Kelekak, Rumah Terakhir Kukang Bangka yang Terancam Punah

Share

Nukilan.id – Masyarakat di Bangka Belitung mengenal istilah kelekak, area hutan atau sebidang tanah yang ditanami pohon khas daerah (umumnya durian, binjai, manggis). Pemiliknya pribadi maupun bersama, sebagai warisan leluhur untuk anak cucu di kemudian hari.

Menurut Randi Syafutra, peneliti satwa dari Universitas Muhammadiyah Bangka Belitung, kelekak tidak hanya bermanfaat bagi keberlanjutan manusia, tapi juga habitat terakhir kukang bangka (Nycticebus bancanus).
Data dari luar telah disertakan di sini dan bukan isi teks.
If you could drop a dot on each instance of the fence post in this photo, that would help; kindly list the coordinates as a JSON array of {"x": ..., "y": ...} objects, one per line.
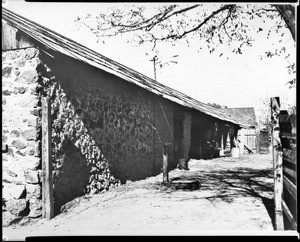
[
  {"x": 277, "y": 163},
  {"x": 166, "y": 153},
  {"x": 47, "y": 183}
]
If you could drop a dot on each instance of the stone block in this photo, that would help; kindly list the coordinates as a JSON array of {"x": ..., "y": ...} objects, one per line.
[
  {"x": 14, "y": 133},
  {"x": 35, "y": 204},
  {"x": 35, "y": 213},
  {"x": 18, "y": 144},
  {"x": 20, "y": 63},
  {"x": 29, "y": 101},
  {"x": 9, "y": 218},
  {"x": 30, "y": 134},
  {"x": 30, "y": 163},
  {"x": 10, "y": 190},
  {"x": 6, "y": 71},
  {"x": 11, "y": 55},
  {"x": 31, "y": 177},
  {"x": 30, "y": 53},
  {"x": 36, "y": 111},
  {"x": 33, "y": 191},
  {"x": 32, "y": 121},
  {"x": 17, "y": 207},
  {"x": 27, "y": 77},
  {"x": 6, "y": 92},
  {"x": 20, "y": 90},
  {"x": 16, "y": 71}
]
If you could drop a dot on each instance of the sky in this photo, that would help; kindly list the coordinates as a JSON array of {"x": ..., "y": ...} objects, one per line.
[{"x": 241, "y": 81}]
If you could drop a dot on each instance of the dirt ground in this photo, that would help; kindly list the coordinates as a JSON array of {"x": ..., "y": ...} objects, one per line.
[{"x": 235, "y": 196}]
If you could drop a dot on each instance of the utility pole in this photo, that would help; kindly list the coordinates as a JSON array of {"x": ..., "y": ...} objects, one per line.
[{"x": 154, "y": 59}]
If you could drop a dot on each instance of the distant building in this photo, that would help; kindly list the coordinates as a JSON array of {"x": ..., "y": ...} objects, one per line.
[
  {"x": 108, "y": 122},
  {"x": 247, "y": 137}
]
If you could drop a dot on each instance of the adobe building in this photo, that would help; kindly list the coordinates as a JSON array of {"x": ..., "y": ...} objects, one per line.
[{"x": 108, "y": 122}]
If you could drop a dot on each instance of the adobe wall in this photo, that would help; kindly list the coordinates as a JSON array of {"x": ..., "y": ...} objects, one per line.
[
  {"x": 21, "y": 126},
  {"x": 99, "y": 120}
]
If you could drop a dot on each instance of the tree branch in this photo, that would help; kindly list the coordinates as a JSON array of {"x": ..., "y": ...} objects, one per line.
[
  {"x": 287, "y": 12},
  {"x": 174, "y": 36}
]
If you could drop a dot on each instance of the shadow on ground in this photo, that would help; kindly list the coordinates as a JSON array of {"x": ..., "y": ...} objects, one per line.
[{"x": 230, "y": 184}]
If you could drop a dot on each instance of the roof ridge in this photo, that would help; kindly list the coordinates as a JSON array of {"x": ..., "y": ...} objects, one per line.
[{"x": 65, "y": 45}]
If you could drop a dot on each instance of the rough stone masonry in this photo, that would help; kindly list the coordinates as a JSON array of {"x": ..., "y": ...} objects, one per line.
[{"x": 21, "y": 130}]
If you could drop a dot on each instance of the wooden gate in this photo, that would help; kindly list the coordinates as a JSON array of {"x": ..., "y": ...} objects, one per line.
[
  {"x": 289, "y": 166},
  {"x": 285, "y": 167},
  {"x": 250, "y": 139}
]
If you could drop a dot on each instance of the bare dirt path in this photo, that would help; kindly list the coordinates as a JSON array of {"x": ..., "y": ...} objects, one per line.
[{"x": 236, "y": 195}]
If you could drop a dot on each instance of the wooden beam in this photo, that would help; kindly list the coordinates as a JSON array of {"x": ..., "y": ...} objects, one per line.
[
  {"x": 289, "y": 215},
  {"x": 289, "y": 156},
  {"x": 290, "y": 187},
  {"x": 47, "y": 182},
  {"x": 277, "y": 163},
  {"x": 290, "y": 172},
  {"x": 166, "y": 153}
]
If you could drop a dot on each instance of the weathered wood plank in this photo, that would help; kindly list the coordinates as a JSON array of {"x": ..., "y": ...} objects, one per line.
[
  {"x": 166, "y": 152},
  {"x": 47, "y": 183},
  {"x": 290, "y": 187},
  {"x": 277, "y": 162},
  {"x": 289, "y": 215},
  {"x": 288, "y": 136},
  {"x": 290, "y": 172},
  {"x": 289, "y": 155}
]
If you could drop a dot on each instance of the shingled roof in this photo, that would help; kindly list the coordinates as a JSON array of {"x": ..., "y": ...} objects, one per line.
[
  {"x": 64, "y": 45},
  {"x": 242, "y": 115}
]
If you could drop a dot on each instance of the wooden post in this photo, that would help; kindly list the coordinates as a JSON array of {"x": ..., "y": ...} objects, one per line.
[
  {"x": 277, "y": 163},
  {"x": 241, "y": 139},
  {"x": 166, "y": 153},
  {"x": 47, "y": 183}
]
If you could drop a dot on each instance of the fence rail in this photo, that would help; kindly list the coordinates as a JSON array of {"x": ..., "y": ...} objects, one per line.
[{"x": 288, "y": 204}]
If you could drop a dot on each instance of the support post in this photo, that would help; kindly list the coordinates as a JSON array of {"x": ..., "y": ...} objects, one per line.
[
  {"x": 166, "y": 153},
  {"x": 241, "y": 137},
  {"x": 47, "y": 182},
  {"x": 277, "y": 163}
]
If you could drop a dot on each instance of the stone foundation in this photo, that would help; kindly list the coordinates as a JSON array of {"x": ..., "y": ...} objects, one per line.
[{"x": 21, "y": 165}]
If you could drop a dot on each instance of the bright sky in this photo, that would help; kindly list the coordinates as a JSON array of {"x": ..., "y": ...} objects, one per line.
[{"x": 240, "y": 81}]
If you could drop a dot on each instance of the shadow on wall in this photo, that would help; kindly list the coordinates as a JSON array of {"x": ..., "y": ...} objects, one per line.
[
  {"x": 72, "y": 177},
  {"x": 79, "y": 165}
]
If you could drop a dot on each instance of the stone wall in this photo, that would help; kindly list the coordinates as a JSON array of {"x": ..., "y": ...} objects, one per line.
[
  {"x": 105, "y": 130},
  {"x": 102, "y": 128},
  {"x": 21, "y": 165}
]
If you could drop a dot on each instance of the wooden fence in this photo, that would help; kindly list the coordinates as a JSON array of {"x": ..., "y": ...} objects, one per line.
[
  {"x": 285, "y": 167},
  {"x": 289, "y": 166}
]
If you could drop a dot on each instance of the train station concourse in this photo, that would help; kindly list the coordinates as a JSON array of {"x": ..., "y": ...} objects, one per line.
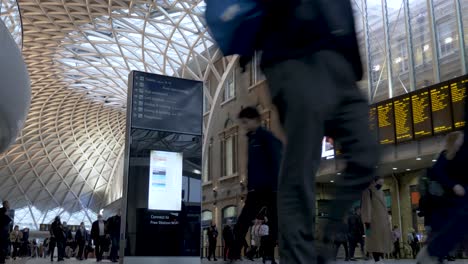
[{"x": 84, "y": 68}]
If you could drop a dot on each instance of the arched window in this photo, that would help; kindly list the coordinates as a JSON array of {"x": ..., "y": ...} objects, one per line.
[{"x": 230, "y": 213}]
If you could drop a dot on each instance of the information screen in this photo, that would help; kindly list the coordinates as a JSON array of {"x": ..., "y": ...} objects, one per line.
[
  {"x": 165, "y": 181},
  {"x": 386, "y": 122},
  {"x": 458, "y": 92},
  {"x": 403, "y": 119},
  {"x": 422, "y": 123},
  {"x": 441, "y": 110}
]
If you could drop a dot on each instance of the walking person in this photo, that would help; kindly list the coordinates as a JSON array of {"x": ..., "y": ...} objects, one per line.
[
  {"x": 449, "y": 172},
  {"x": 16, "y": 239},
  {"x": 375, "y": 218},
  {"x": 113, "y": 224},
  {"x": 356, "y": 233},
  {"x": 396, "y": 242},
  {"x": 58, "y": 239},
  {"x": 99, "y": 235},
  {"x": 212, "y": 241},
  {"x": 228, "y": 237},
  {"x": 264, "y": 158},
  {"x": 81, "y": 238},
  {"x": 5, "y": 222}
]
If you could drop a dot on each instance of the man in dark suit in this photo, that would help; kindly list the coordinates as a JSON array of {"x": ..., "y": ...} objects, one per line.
[
  {"x": 81, "y": 238},
  {"x": 113, "y": 225},
  {"x": 5, "y": 222},
  {"x": 99, "y": 235}
]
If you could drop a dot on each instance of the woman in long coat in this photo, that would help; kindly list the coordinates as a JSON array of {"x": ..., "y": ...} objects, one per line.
[{"x": 375, "y": 218}]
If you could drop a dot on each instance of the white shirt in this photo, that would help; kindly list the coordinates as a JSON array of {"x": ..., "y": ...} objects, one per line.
[{"x": 101, "y": 228}]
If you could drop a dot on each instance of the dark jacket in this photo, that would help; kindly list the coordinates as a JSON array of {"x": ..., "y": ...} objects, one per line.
[
  {"x": 228, "y": 234},
  {"x": 95, "y": 230},
  {"x": 355, "y": 226},
  {"x": 264, "y": 160},
  {"x": 81, "y": 235},
  {"x": 287, "y": 36},
  {"x": 113, "y": 225}
]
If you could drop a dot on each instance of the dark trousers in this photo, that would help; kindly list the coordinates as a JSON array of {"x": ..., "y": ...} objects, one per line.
[
  {"x": 316, "y": 96},
  {"x": 81, "y": 247},
  {"x": 337, "y": 248},
  {"x": 353, "y": 242},
  {"x": 114, "y": 247},
  {"x": 212, "y": 249},
  {"x": 255, "y": 201},
  {"x": 227, "y": 249},
  {"x": 99, "y": 244}
]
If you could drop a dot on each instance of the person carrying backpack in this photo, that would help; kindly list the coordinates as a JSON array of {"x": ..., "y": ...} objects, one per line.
[{"x": 311, "y": 60}]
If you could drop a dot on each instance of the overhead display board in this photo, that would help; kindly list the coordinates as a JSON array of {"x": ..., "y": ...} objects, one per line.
[
  {"x": 386, "y": 121},
  {"x": 429, "y": 111},
  {"x": 403, "y": 119},
  {"x": 422, "y": 123}
]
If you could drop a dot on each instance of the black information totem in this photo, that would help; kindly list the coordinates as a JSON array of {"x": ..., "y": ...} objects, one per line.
[{"x": 162, "y": 177}]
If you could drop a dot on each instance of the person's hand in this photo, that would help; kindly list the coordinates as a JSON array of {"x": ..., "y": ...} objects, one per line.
[{"x": 459, "y": 190}]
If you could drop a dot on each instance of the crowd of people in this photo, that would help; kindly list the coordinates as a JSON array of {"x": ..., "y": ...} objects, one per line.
[{"x": 61, "y": 243}]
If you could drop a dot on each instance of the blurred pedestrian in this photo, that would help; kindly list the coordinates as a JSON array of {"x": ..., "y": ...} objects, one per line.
[
  {"x": 450, "y": 172},
  {"x": 5, "y": 222},
  {"x": 375, "y": 218},
  {"x": 396, "y": 242},
  {"x": 264, "y": 158},
  {"x": 356, "y": 233},
  {"x": 312, "y": 72}
]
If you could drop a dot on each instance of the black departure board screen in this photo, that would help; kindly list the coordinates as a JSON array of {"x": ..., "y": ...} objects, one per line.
[
  {"x": 166, "y": 103},
  {"x": 441, "y": 109},
  {"x": 458, "y": 92},
  {"x": 422, "y": 123},
  {"x": 386, "y": 122},
  {"x": 403, "y": 119}
]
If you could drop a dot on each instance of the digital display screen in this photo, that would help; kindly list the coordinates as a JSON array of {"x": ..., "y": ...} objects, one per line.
[
  {"x": 458, "y": 92},
  {"x": 386, "y": 122},
  {"x": 328, "y": 149},
  {"x": 165, "y": 181},
  {"x": 422, "y": 123},
  {"x": 403, "y": 119},
  {"x": 441, "y": 110}
]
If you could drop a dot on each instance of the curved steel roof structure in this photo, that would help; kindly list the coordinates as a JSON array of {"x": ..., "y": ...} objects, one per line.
[{"x": 68, "y": 159}]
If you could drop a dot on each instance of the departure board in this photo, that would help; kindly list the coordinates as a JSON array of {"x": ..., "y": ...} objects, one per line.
[
  {"x": 403, "y": 119},
  {"x": 373, "y": 121},
  {"x": 441, "y": 109},
  {"x": 458, "y": 92},
  {"x": 422, "y": 123},
  {"x": 386, "y": 122}
]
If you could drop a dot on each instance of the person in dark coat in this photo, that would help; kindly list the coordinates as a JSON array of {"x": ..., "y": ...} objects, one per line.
[
  {"x": 81, "y": 238},
  {"x": 228, "y": 237},
  {"x": 113, "y": 226},
  {"x": 264, "y": 158},
  {"x": 5, "y": 222},
  {"x": 212, "y": 241},
  {"x": 99, "y": 235},
  {"x": 59, "y": 238},
  {"x": 356, "y": 232}
]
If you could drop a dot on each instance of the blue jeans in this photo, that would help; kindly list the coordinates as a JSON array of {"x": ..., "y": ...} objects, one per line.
[{"x": 453, "y": 232}]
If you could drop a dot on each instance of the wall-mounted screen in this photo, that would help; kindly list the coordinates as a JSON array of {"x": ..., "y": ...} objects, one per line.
[{"x": 165, "y": 181}]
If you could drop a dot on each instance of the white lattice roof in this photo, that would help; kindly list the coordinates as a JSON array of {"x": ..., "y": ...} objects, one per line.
[{"x": 79, "y": 53}]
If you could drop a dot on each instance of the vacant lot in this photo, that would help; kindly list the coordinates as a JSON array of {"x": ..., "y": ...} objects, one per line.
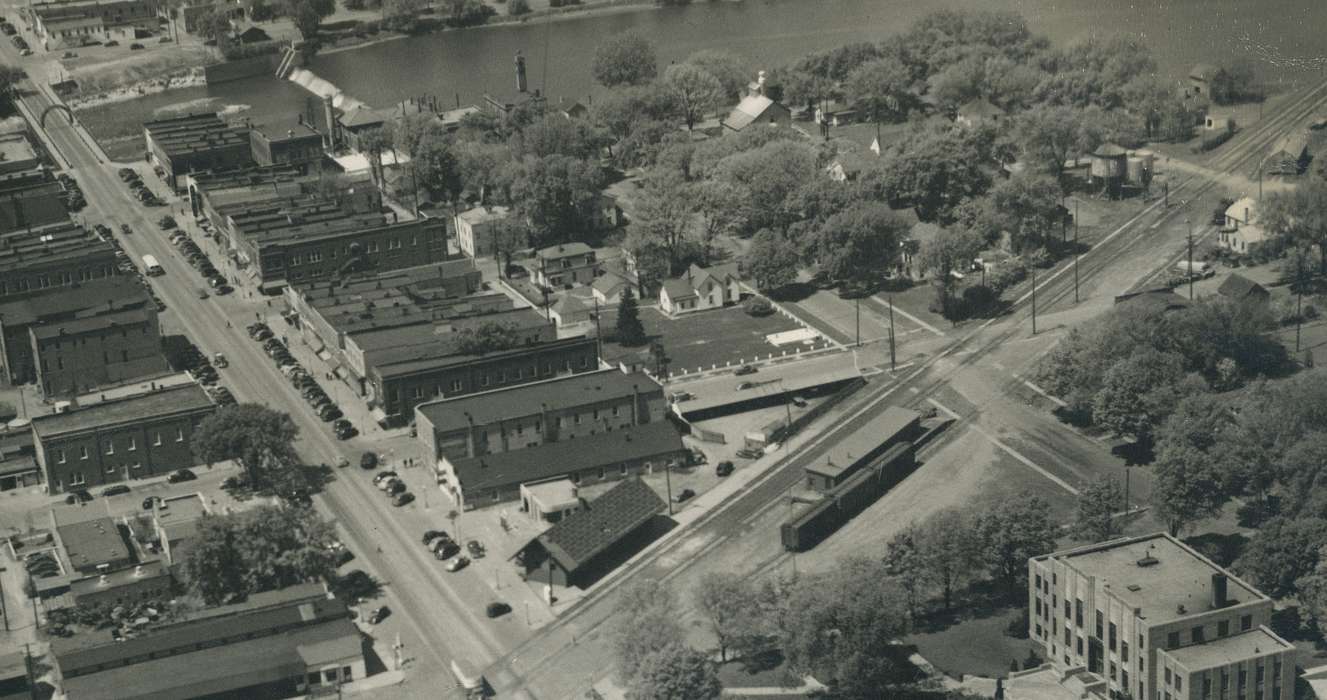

“Dalam sistem kelekak, masyarakat mempertahakan sejumlah pohon hutan seperti nyatoh, ulin, dan ara,” terangnya, Minggu (20/02/2022).

Berdasarkan penelitian Randi Syafutra yang didukung The Mohamed bin Zayed Conservation Fund (MBZCF) September 2017 hingga November 2018, kukang bangka sering ditemukan di sejumlah pohon. Sebut saja karet (H. brasiliensis), petai (Parkia speciosa), nangka (Artocarpus heterophyllus), cempedak (A. integer ), pisang (Musa spp), durian (Durio sp), duku (Lansium domesticum), rambutan (Nephelium lappaceum), dan pelawan (Tristaniopsis merguensis).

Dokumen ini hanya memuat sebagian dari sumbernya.